• il·lus·ter
  • Leenwoord uit het Frans, in de betekenis van ‘doorluchtig’ voor het eerst aangetroffen in 1553 [1]
  • Afkomstig van het Latijnse illustris (schitterend, glanzend) dat weer van illustrare (verlichten) komt.
stellend vergrotend overtreffend
onverbogen illuster illusterder illusterst
verbogen illustere illusterdere illusterste
partitief illusters illusterders -

illuster

  1. beroemd, zeer bekend van reputatie
    • Hij heeft iets tegen staatshoofden en overige illustere figuren. 
     We waren daarvoor gekomen, en voor de romantische illusie om onze nieuwe woonplaats Venetië te zien door de ogen van de illustere toeristen die ons waren voorgegaan, zoals Stendhal, Lord Byron, Alexandre Dumas, Richard Wagner, Marcel Proust, Gustav Mahler, Thomas Mann, Ernest Hemingway, Rainer Maria Rilke, en die met zekerheid op deze zelfde stoelen hadden gezeten om hetzelfde uitzicht beroemd te maken.[2]

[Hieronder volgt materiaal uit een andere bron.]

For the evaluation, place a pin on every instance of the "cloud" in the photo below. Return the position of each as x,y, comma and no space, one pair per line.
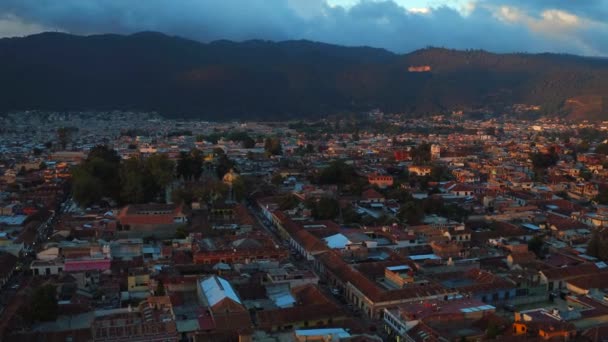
496,25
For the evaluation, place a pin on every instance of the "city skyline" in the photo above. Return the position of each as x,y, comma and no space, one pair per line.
396,25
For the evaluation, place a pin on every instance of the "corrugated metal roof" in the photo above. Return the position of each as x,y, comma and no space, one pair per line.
217,289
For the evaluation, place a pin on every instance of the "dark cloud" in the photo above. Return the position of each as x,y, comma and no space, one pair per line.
496,25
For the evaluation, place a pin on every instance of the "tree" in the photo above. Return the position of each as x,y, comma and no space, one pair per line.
602,197
277,179
273,147
411,212
594,246
86,189
160,288
248,142
63,136
161,168
326,209
190,165
288,202
43,304
536,245
602,149
422,153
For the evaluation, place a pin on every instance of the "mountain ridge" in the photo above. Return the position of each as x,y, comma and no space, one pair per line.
259,79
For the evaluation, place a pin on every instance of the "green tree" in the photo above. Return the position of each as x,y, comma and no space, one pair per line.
277,179
602,197
326,209
273,147
160,288
422,153
43,304
595,245
86,189
161,168
288,202
602,149
411,212
536,245
190,165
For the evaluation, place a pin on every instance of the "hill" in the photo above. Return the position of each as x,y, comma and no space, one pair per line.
292,79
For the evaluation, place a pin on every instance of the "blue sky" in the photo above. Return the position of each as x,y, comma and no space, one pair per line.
565,26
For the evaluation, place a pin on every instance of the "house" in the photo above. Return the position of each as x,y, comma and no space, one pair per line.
160,220
461,190
138,283
435,320
546,325
371,196
420,170
151,320
222,307
46,267
381,181
557,278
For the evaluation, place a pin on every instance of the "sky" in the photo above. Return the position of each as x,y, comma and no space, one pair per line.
565,26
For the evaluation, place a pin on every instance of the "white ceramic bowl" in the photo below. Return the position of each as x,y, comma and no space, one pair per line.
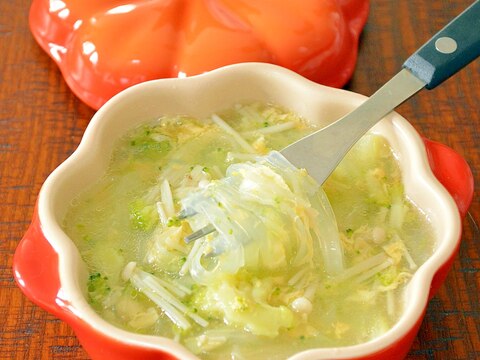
201,96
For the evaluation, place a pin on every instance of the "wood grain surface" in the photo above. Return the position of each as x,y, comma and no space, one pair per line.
41,123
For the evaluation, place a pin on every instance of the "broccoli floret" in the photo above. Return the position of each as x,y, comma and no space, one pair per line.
97,287
142,216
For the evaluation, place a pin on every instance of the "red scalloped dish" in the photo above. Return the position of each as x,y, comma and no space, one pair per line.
103,47
48,267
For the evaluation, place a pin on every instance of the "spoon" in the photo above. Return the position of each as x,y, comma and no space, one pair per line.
446,53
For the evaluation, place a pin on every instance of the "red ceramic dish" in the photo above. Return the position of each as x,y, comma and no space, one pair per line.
49,270
103,47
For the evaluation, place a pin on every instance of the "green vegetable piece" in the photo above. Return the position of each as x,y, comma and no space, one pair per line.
97,287
142,216
174,221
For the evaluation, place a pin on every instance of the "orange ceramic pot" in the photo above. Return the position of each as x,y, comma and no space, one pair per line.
103,47
48,267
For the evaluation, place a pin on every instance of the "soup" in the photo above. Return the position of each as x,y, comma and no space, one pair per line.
286,265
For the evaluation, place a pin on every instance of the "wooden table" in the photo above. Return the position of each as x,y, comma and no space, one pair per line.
41,123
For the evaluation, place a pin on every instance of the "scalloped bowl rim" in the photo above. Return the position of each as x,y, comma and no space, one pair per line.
255,80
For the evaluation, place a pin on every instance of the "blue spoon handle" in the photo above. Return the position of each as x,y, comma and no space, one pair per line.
453,47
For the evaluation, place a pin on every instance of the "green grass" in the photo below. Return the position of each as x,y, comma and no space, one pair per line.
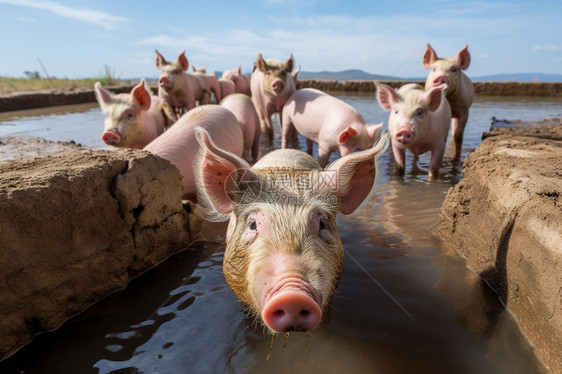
9,85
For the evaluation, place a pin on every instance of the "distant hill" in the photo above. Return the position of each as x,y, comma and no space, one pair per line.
360,75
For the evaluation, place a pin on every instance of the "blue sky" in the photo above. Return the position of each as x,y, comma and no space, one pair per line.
76,39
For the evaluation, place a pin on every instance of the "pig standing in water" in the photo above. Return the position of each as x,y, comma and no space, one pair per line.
243,109
179,90
241,81
179,146
283,256
419,120
460,91
271,84
331,123
209,83
132,120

     De toepasselijk genaamde Tats was een zogenaamde Triple Crowner (iemand die zowel de de Appalachian Trail als de Continental Divide Trail en de Pacific Crest Trail heeft voltooid) die de afgelopen acht jaar meer dan 30.000 kilometer had gelopen. Nog nooit had ik zo’n illustere Triple Crowner ontmoet.[3]